As for the 1/8 stereo plug in the left hand picture, I was told to connect the 4 left most pins together and together as a whole use this for positive and to use the far right pin as the negative. I will attempt to do this and hope it is correct.

I still have a major issue going on and can use some direction for help.
For now I have everything wired to spec except for the 1/8 plug. I have the negative from speaker going directly to breadboard instead of through 1/8 jack first. One lead from my switch is also not connected to the 1/8 plug. I assume this should be fine to test the 1/4 plug for sound.

Here is the problem

My led wont light up right away and only really does when I play the guitar. Every time I pluck some strings it lights up a little but then dims down when I stop strumming.

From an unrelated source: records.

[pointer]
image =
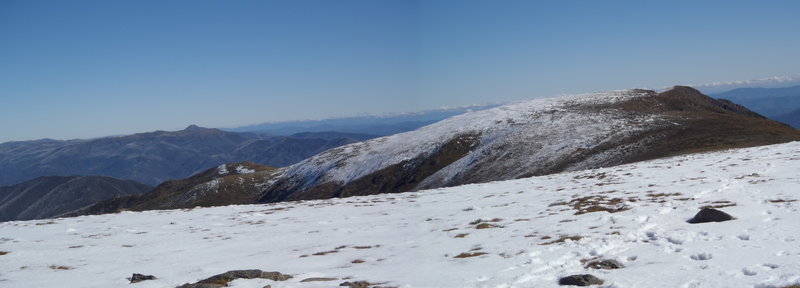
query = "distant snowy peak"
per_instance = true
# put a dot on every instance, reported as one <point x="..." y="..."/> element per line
<point x="534" y="137"/>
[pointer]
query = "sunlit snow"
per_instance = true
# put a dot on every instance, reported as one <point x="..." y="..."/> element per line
<point x="411" y="239"/>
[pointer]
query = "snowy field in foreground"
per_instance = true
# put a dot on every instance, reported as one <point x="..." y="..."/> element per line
<point x="410" y="239"/>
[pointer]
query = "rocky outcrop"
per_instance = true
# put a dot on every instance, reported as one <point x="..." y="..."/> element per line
<point x="531" y="138"/>
<point x="222" y="280"/>
<point x="580" y="280"/>
<point x="710" y="215"/>
<point x="235" y="183"/>
<point x="51" y="196"/>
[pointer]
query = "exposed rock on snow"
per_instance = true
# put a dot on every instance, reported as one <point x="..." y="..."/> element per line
<point x="222" y="280"/>
<point x="141" y="277"/>
<point x="535" y="137"/>
<point x="580" y="280"/>
<point x="710" y="215"/>
<point x="605" y="264"/>
<point x="408" y="240"/>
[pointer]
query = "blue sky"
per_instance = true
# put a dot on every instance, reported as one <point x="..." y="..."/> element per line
<point x="79" y="69"/>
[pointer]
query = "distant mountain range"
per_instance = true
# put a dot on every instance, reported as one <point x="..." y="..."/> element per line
<point x="50" y="196"/>
<point x="155" y="157"/>
<point x="371" y="125"/>
<point x="536" y="137"/>
<point x="781" y="104"/>
<point x="236" y="183"/>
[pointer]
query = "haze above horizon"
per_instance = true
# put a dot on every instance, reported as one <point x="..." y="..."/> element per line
<point x="83" y="69"/>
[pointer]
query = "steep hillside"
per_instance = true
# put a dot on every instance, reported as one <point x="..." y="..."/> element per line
<point x="50" y="196"/>
<point x="626" y="225"/>
<point x="159" y="156"/>
<point x="226" y="184"/>
<point x="791" y="118"/>
<point x="536" y="137"/>
<point x="770" y="102"/>
<point x="371" y="125"/>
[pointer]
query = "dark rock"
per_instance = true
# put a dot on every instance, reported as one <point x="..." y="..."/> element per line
<point x="275" y="276"/>
<point x="316" y="279"/>
<point x="202" y="285"/>
<point x="356" y="284"/>
<point x="222" y="280"/>
<point x="141" y="277"/>
<point x="710" y="215"/>
<point x="580" y="280"/>
<point x="605" y="264"/>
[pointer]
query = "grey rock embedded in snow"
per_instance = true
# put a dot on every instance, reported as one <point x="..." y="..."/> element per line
<point x="605" y="264"/>
<point x="222" y="280"/>
<point x="710" y="215"/>
<point x="136" y="277"/>
<point x="580" y="280"/>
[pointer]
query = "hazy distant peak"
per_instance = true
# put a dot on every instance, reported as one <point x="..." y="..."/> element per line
<point x="194" y="128"/>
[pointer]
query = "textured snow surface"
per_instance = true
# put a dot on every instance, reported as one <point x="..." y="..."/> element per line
<point x="410" y="239"/>
<point x="222" y="169"/>
<point x="543" y="123"/>
<point x="244" y="170"/>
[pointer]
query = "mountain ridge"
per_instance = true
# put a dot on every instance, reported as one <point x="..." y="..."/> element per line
<point x="536" y="137"/>
<point x="158" y="156"/>
<point x="564" y="134"/>
<point x="50" y="196"/>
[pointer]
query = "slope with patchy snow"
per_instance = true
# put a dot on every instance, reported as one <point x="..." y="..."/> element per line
<point x="536" y="230"/>
<point x="535" y="137"/>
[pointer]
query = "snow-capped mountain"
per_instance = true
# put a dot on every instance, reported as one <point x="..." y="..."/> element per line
<point x="519" y="233"/>
<point x="234" y="183"/>
<point x="535" y="137"/>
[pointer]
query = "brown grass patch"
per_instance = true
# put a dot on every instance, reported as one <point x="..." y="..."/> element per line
<point x="469" y="254"/>
<point x="487" y="226"/>
<point x="782" y="200"/>
<point x="319" y="279"/>
<point x="325" y="253"/>
<point x="562" y="239"/>
<point x="718" y="204"/>
<point x="598" y="203"/>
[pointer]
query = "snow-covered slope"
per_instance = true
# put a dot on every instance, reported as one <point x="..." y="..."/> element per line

The other problem is that I have a lot of feedback all the time. Just turning the system on gives noise out of the speaker. I turn the pot down and it does go quieter but not really. This all happens with and with out a guitar hooked up. When a guitar is hooked up, the sound of playing is heard through the speaker but barely and is accompanied by the same unwanted noise as when no guitar is hooked up.
Any ideas?
also just to be clear the only differences in parts is:
1k 1/2 watt instead of 1/4 watt
all caps are 16 v except the 10 microFarad is 50v and the 4.7 microFarad is 25v. Could any of these parts be of fault?
Hi again

I have success. I came to the conclusion that the breadboard itself was presenting me with problems. There are many ways for wires to be loose and I believe a lot of my feedback was caused some how as well.
I assembled everything on a circuit board and have no problems at all. My led works all the time. There must have been loose connections on the breadboard.

I get no feedback anymore either. I know a breadboard can cause unwanted capacitance so maybe this was to blame.

Anyhow this was a great instuctable. I learned a lot on this build. Thanks you very much for your time.
I hope I am not breaking any rules by leaving such long posts and hope someone else can learn from them.
mattglas1 year ago
I spend 20$ on this and the first time i turned it on and it started smoking.
Must have done something wrong
Selmerman1 year ago
What does +9v to circuit mean on the diagram. We're does the wire go from the switch?